This makes the producer side idempotent beyond the 5-minute SQS window.

The Consumer: A Second Optimistic Lock

Even with all of the above, SQS still guarantees at-least-once, not exactly-once. In rare scenarios – task crash after SQS receive but before DynamoDB update, visibility timeout expiry during a slow download – a message can be redelivered while a first task is still running or after it has already completed.

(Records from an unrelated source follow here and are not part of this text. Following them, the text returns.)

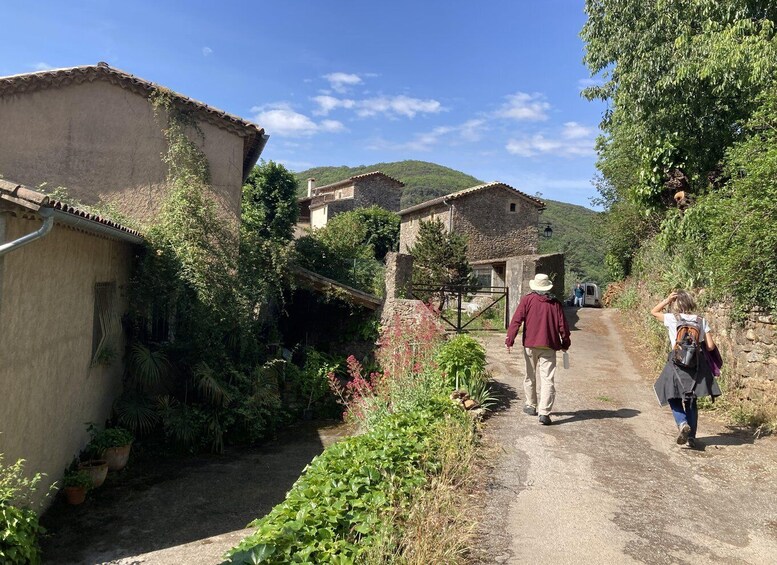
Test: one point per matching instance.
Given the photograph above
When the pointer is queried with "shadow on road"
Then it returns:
(504, 395)
(735, 437)
(580, 415)
(165, 500)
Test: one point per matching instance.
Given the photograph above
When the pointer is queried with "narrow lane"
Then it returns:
(606, 483)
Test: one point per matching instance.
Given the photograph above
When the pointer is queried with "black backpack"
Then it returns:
(687, 345)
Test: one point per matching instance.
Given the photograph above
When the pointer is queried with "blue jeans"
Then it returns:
(685, 411)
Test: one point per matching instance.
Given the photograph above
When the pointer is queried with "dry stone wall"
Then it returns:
(750, 355)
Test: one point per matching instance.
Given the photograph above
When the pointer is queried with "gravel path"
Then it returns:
(606, 483)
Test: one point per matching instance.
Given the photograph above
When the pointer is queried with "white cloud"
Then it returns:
(341, 82)
(280, 119)
(328, 103)
(573, 130)
(389, 106)
(469, 131)
(524, 107)
(538, 144)
(397, 105)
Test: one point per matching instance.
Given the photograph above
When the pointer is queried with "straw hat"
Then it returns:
(541, 283)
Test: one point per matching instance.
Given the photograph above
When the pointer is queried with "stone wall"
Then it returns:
(750, 357)
(103, 143)
(492, 230)
(520, 270)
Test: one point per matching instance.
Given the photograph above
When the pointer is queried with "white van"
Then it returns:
(591, 296)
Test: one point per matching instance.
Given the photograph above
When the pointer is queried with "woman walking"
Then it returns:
(683, 381)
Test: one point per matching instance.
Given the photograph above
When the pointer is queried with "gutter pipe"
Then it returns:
(48, 223)
(49, 215)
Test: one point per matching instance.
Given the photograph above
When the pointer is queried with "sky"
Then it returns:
(490, 88)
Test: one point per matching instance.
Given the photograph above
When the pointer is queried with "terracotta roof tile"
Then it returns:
(254, 136)
(32, 200)
(439, 200)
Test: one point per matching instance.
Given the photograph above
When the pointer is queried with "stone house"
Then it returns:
(63, 270)
(498, 221)
(361, 191)
(93, 130)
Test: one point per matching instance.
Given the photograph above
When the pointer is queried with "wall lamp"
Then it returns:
(548, 231)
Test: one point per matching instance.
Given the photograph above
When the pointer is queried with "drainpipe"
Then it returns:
(48, 221)
(450, 215)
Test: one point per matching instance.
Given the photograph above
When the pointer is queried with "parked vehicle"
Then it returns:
(592, 295)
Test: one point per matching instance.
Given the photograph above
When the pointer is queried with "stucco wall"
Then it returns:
(492, 230)
(102, 142)
(48, 388)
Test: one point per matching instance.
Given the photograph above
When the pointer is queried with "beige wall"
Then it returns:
(46, 316)
(102, 142)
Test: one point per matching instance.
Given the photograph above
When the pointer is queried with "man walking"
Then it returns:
(545, 331)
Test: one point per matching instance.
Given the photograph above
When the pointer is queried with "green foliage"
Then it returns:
(423, 180)
(77, 478)
(342, 250)
(461, 356)
(19, 525)
(440, 258)
(338, 508)
(19, 533)
(575, 231)
(100, 440)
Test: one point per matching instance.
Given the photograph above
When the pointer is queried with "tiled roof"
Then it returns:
(32, 200)
(254, 137)
(467, 191)
(357, 178)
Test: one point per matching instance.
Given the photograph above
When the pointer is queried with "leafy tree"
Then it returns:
(269, 207)
(440, 258)
(340, 251)
(681, 78)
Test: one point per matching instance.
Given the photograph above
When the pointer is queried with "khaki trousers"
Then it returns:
(540, 364)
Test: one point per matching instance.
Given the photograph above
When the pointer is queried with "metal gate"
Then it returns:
(461, 306)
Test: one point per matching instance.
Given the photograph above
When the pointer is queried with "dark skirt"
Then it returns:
(677, 382)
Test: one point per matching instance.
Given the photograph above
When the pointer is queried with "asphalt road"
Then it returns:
(607, 483)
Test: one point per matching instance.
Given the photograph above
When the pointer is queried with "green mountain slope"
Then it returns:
(573, 226)
(423, 180)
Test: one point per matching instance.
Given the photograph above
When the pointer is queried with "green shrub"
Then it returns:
(338, 508)
(19, 525)
(461, 356)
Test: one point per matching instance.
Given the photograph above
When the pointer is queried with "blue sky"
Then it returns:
(491, 88)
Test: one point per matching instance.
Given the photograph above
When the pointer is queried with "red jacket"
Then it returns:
(544, 323)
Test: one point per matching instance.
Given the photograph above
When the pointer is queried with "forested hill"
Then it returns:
(423, 181)
(573, 226)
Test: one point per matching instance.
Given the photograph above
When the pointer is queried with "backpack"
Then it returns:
(687, 347)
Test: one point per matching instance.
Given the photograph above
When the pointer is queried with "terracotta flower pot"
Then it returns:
(117, 457)
(75, 495)
(97, 470)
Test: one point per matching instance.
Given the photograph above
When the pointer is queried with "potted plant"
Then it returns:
(75, 484)
(111, 444)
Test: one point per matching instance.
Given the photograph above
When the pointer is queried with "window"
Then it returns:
(483, 275)
(105, 326)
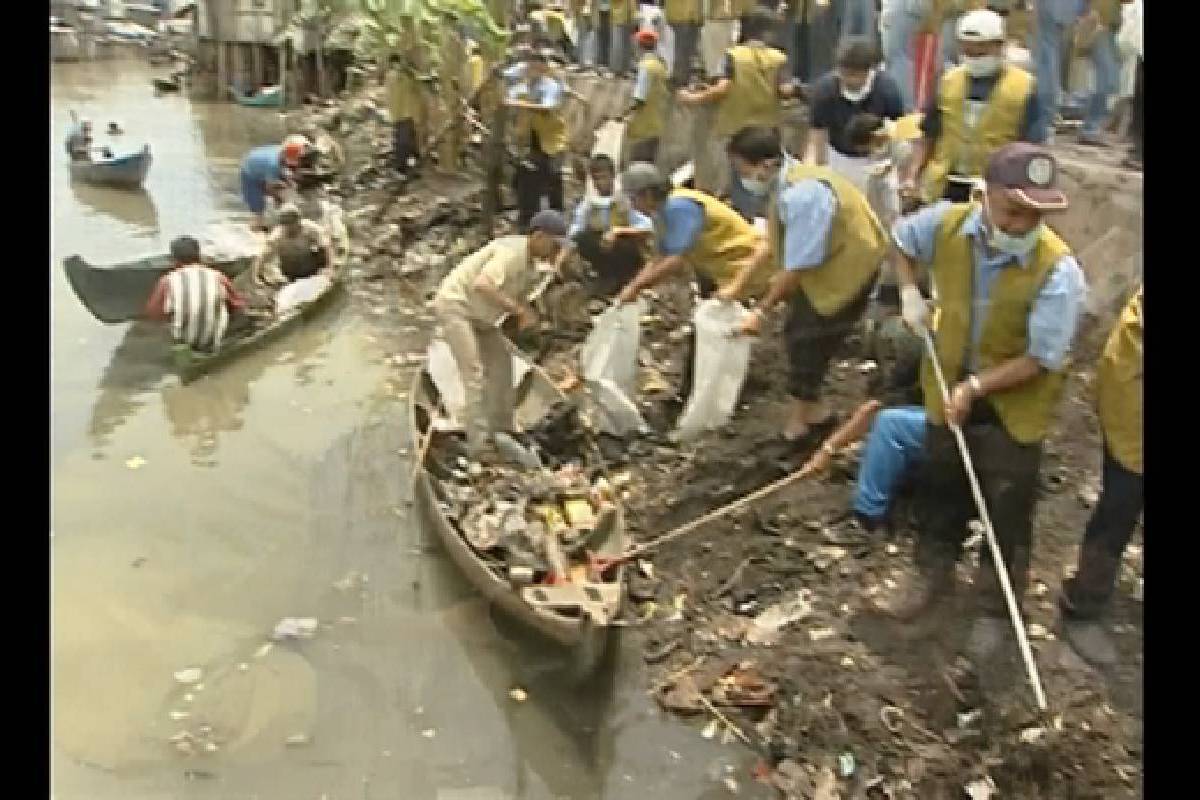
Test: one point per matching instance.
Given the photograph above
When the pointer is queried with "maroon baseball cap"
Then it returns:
(1030, 173)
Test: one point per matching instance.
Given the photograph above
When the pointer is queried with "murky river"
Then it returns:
(189, 521)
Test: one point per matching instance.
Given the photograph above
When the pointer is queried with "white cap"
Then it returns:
(982, 25)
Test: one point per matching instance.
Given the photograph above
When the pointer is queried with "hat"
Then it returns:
(1029, 173)
(982, 25)
(549, 221)
(640, 176)
(647, 37)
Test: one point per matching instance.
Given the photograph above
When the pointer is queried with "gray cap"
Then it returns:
(549, 221)
(640, 176)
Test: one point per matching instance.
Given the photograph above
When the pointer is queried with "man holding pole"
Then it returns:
(1009, 294)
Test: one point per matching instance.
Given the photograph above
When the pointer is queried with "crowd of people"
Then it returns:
(919, 202)
(925, 182)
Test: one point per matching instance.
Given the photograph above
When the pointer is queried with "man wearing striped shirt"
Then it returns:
(197, 300)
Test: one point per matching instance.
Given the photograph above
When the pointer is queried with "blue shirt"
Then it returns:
(683, 218)
(583, 212)
(1056, 307)
(805, 210)
(263, 163)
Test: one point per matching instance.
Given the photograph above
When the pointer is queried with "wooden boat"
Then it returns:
(576, 615)
(118, 293)
(191, 364)
(127, 172)
(268, 97)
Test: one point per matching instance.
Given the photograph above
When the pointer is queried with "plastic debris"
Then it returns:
(766, 627)
(295, 627)
(190, 675)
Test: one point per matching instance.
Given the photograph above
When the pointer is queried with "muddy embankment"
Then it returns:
(838, 702)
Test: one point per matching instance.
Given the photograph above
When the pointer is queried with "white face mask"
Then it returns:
(1005, 242)
(858, 95)
(982, 66)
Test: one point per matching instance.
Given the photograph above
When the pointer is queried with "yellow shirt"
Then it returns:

The Fargate container handles this with a second optimistic lock in DynamoDB, on the consumer side:

async function claimFile(fileId: string): Promise<JobRecord | null> {
  const getResult = await dynamodb.send(new GetCommand({
    TableName: TABLE_NAME,
    Key: { FileID: fileId }
  }));

  const record = getResult.Item as JobRecord;

  if (!record || record.Status !== 'available') {
    // Already claimed, downloading, completed, or failed
    logger.warn('File not available for claiming', {
      fileId,
      status: record?.Status ?? 'not found'
    });
    return null; // exit gracefully
  }

  try {
    await dynamodb.send(new UpdateCommand({
      TableName: TABLE_NAME,
      Key: { FileID: fileId },
      UpdateExpression:    'SET #status = :downloading, StatusUpdatedAt = :ts',
      ConditionExpression: '#status = :available', // optimistic lock
      ExpressionAttributeNames:  { '#status': 'Status' },
      ExpressionAttributeValues: {
        ':downloading': 'downloading',
        ':available':   'available',
        ':ts':          Date.now()
      }
    }));

    return record; // we hold the lock
  } catch (error: any) {
    if (error.name === 'ConditionalCheckFailedException') {
      logger.warn('Race: another task claimed this file first', { fileId });
      return null;
    }
    throw error;
  }
}

The status machine has four terminal or in-progress states:

available → downloading → completed
                       ↘ failed

The conditional update only succeeds when Status = 'available'. Once a task transitions the record to downloading, any other task that receives the same message will see a non-available status and exit with code 0. The DLQ counter does not increment on a clean process.exit(0); only process.exit(1) (or an uncaught exception) counts as a failure.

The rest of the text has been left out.